Getty Images adds that it could not “possibly investigate whether the hundreds of thousands of images that AFP transmits to Getty Images’ database every year infringe other parties’ copyright, without altering its business model, incurring massive expense and slowing down the timeliness of the distribution of news photos to an unacceptable degree. Moreover, putting this massive burden on Getty Images and other news providers would impede or prevent the delivery of breaking news, detracting from the marketplace of ideas.”
Under these circumstances, say AFP and Getty Images, “Morel’s claim for statutory damages may not be enhanced on the basis of willfulness.” In fact, they asked for the court, if it finds in Morel’s favour, to limit damages to “the lower statutory range for innocent infringement,” which is of up to $30,000 per infringement.
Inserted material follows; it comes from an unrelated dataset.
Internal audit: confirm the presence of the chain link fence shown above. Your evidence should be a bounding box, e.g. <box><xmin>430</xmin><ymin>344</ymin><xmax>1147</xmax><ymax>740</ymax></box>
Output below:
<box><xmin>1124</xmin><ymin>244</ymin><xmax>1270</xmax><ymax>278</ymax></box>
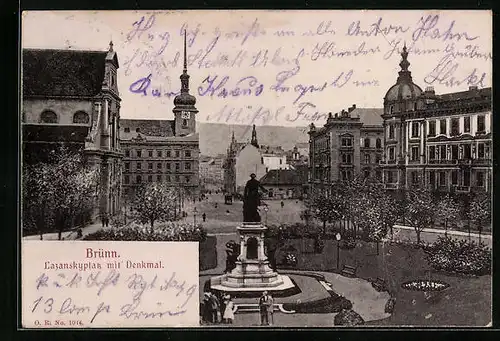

They add that the damages should be limited to the number of works infringed upon and not to the number of infringement cases – thus limiting Morel’s damages to $240,000 instead of $120,300,000.
The court has yet to communicate when it will issue summary judgment.
Daniel Morel is represented by Barbara Hoffman of the Hoffman Law Firm. Agence France-Presse is represented by Joshua J. Kaufman, Meaghan H. Kent and Elissa B. Reese of Venable LLP. Getty Images and The Washington Post are represented by James Rosenfeld, Deborah Adler and Samuel M. Bayard of Davis Wright Tremaine LLP.